Clarence was in the field again. His brother stood before him, eyes filled with maniacal glee. In the distance was a small cabin. Their family used to stay there over the summer when he was ten and eleven; his brother was five and six. The precious cabin was passed down to them from their grandfather when he died. His memories from there were filled with sunlight, wildflowers and fresh peaches from the tree in the yard. Clarence’s parents would let the children run free, visiting the neighbors and swimming in a creek about a twenty minute walk away. He was remembering a basement there that his parents had said was locked and inaccessible. The bulkhead doors stood wide open behind his brother now. Clarence was holding a small hatchet in his hands in the dark field whipping with a violent freezing wind. His brother’s face was bloodied and his clothes were torn from a grapple.
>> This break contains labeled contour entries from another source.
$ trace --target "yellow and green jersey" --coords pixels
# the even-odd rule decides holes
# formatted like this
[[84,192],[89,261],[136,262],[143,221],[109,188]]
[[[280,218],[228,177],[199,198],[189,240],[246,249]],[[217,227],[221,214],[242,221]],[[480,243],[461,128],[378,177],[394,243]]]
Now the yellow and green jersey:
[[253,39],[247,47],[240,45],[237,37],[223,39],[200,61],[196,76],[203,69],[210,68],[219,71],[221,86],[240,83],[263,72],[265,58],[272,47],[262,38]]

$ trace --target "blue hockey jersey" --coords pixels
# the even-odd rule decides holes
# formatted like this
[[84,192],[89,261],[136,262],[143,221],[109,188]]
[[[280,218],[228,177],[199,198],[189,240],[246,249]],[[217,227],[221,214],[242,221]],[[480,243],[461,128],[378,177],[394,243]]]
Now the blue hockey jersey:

“How could you do that!?” Clarence’s voice poured out of him. His brother laughed, but he would never explain. Clarence wouldn’t give him any more time to. Lifting the hatchet over his head, Clarence knew the madness had to stop.

In the basement a small flashlight shone from the inside of the metal cage. Inside was a blonde girl, the same as in the painting upstairs. Her hands were tied to the cage with rough rope. She had a dog bowl with water in it. Excrement covered the inside of her holdings. The flashlight pulsed as if it were about to go out. Clarence’s face was streaming with tears. His hands began to move about wildy. He had to help her, he was attempting to untie her wrists, finally recalling her as a neighbor from the two years they spent at the cabin. A voice was screaming from behind him, distant at first but coming closer. “Noooo!!! She’s mine, you can’t have her!!” He felt one wispy hand on his upper left shoulder as he spun around and saw Pomeroy holding a hunting knife over his face.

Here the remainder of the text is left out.